How do you modify a tuple that is not stored in a variable?

skaller commented 3 years ago

Sorry , let me clarify. Value semantics is necessarily purely functional and cannot include any notion of mutation. This is true by definition. I'm not trying to tell you what your language does or should do, just pointing out an error in the documentation. Value semantics means roughly "it works like an integer", values are always intrinsically immutable. Operations such as C++ increment (eg x++) do not operate on values, but on objects. An object is a location in which values can be stored, so mutation could be allowed, by modifying what is stored at that location. Pointers are values, but they allow objects to be modified by changing the stored value: the value itself cannot be modified. C++ also has references which are roughly pointers, variables also are really locations, not values, and the normal lvalue/rvalue crud in C and C++ is just a stupid confusion: in an l-context a variable name is associated with the location (address) of some store containing a value whereas in an r-context, the same variable refers to the stored value instead. The point is mutation cannot be defined for values, it is intrinsically a property of objects, whether the object is associated with a variable or with a pointer.

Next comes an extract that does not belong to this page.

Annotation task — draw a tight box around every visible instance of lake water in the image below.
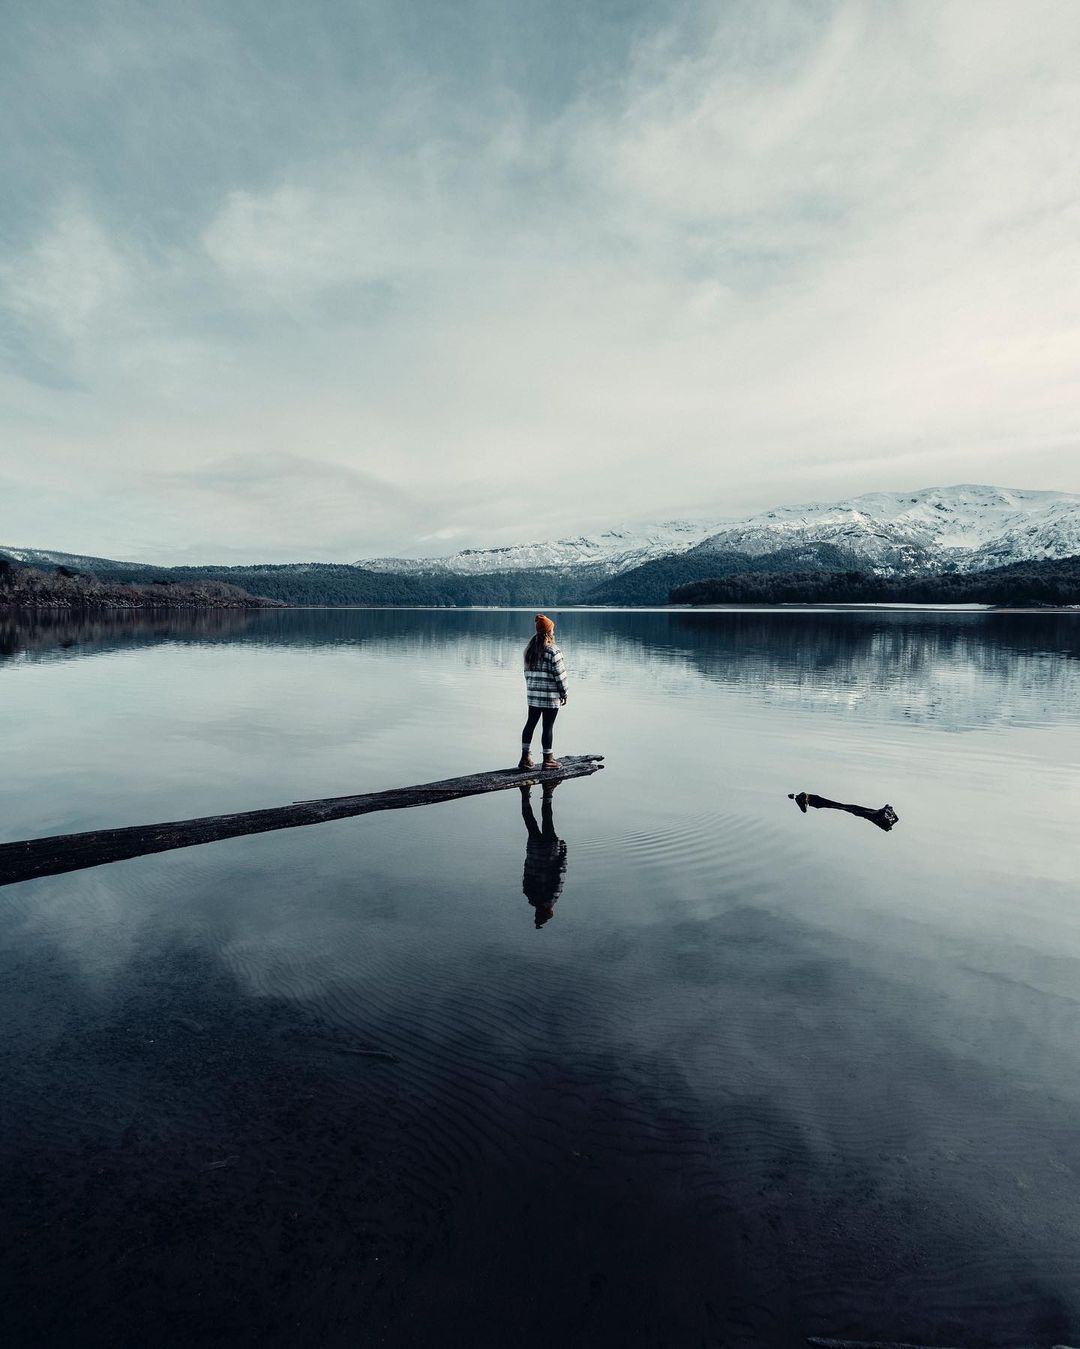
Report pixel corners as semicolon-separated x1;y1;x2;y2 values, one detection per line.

adamsol commented 3 years ago

How do you modify a tuple that is not stored in a variable?

There is always some "variable". If you have an array of tuples, you can modify some tuple in the array like this: array[0].a += 1. And the effect is exactly like if you created a new tuple and assigned it to the array element, just with much less boilerplate, and internally there is no copying or creating a new tuple object here.

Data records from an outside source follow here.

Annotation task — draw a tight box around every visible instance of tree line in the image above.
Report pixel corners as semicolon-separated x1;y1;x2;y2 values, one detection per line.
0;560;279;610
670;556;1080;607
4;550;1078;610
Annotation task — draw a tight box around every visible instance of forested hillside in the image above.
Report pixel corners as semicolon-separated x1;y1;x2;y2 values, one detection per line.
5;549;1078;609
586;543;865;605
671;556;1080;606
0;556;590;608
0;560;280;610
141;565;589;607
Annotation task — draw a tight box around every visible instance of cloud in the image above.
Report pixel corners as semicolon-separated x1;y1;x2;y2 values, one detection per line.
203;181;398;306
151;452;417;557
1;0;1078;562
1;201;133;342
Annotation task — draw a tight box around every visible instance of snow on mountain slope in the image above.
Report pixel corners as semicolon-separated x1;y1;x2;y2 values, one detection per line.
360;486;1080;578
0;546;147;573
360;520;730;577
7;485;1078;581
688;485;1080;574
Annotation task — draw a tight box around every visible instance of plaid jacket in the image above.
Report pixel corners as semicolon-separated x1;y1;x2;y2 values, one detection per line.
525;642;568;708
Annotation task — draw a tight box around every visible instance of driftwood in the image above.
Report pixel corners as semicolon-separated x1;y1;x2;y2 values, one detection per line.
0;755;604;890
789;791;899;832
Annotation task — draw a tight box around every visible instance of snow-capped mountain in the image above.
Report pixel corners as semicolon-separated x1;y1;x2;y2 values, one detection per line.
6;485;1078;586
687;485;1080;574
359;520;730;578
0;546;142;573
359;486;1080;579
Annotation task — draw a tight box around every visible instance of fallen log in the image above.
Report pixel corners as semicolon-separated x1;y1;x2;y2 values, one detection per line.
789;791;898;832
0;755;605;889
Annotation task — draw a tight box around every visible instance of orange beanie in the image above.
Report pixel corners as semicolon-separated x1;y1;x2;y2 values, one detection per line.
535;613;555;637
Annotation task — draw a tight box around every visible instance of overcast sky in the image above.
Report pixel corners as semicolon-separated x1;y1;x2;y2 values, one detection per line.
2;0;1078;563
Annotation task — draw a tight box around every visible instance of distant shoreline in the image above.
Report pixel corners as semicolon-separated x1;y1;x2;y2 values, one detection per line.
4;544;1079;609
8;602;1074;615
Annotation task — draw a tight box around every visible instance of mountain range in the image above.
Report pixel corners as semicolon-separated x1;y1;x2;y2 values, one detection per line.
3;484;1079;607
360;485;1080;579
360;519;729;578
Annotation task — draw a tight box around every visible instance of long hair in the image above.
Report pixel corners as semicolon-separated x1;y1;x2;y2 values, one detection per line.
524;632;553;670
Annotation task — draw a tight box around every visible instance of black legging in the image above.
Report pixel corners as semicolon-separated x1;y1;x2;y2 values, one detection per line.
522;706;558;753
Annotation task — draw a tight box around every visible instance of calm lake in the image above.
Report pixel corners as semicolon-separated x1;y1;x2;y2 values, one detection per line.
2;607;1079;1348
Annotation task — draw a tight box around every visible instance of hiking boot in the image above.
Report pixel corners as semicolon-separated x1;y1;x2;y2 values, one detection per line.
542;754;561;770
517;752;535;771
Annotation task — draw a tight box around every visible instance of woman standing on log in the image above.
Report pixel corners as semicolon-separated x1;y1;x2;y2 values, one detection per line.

As for value semantics, I mean that tuples are copied whenever they are assigned anywhere, just like in C++: https://isocpp.org/wiki/faq/value-vs-ref-semantics#val-vs-ref-semantics. Maybe it's not the best term, but from what I've learned there is always some ambiguity when referring to variable semantics. I can also see there is some problem with calling tuples "mutable", since they're not exactly like mutable objects or containers... but they really are mutable on the implementation level, they are just passed by value, not by pointer.

skaller commented 3 years ago

Ah, ok. Might be best to clarify the docs. Its also not a good idea to cite C++, since it is very confused and quite broken. Pass by value and pass by reference (meaning to a function parameter) is a horrible distinction that plagues most languages, if not in the core, then by virtue of library semantics. Perhaps this problem is absent in purely functional languages like Haskell.

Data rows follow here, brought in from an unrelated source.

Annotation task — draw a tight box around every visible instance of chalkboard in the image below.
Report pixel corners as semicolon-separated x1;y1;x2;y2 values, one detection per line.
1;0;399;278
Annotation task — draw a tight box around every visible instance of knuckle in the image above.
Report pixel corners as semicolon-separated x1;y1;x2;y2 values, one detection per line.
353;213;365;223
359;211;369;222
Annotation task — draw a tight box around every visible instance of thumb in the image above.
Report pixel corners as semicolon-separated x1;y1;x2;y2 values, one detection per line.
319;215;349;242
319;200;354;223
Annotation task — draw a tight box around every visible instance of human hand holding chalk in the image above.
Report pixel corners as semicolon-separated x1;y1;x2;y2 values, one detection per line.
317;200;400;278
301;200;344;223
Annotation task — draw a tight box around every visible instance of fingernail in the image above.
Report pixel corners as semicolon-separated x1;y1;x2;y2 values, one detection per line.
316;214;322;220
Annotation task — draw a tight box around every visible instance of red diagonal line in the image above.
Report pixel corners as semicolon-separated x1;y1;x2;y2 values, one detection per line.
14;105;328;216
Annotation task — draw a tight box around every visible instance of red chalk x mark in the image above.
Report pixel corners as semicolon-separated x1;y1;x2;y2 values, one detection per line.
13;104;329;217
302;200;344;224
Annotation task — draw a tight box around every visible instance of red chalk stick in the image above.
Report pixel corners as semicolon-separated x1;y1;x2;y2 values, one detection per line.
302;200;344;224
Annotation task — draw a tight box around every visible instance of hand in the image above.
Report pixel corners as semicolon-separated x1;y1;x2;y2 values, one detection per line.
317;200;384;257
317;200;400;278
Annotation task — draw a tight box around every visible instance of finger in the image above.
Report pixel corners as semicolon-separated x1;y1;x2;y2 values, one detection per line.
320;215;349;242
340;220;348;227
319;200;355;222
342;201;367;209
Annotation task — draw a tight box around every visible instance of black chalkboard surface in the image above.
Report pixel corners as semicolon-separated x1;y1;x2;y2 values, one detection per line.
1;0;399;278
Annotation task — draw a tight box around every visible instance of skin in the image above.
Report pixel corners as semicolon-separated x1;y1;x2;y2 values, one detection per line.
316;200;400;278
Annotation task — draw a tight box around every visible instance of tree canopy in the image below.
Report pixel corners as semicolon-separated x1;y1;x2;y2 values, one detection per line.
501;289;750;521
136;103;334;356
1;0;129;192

Just FYI, in Felix I have finally solved this problem in the language core, but it took several decades to figure out how to do it. C basically got this right: if you want to pass by reference please use a pointer.

adamsol commented 3 years ago

Tuples are quite similar to basic types. Just like you can increment an integer variable, you can increment an integer inside a tuple. In both cases you have modified a variable, but haven't changed the values where that variable was previously used. So this is the value semantics, as opposed to reference semantics of containers or class objects.

I think the documentation describes the current behaviour well enough, and if it's not clear, there is still an example showing how it works.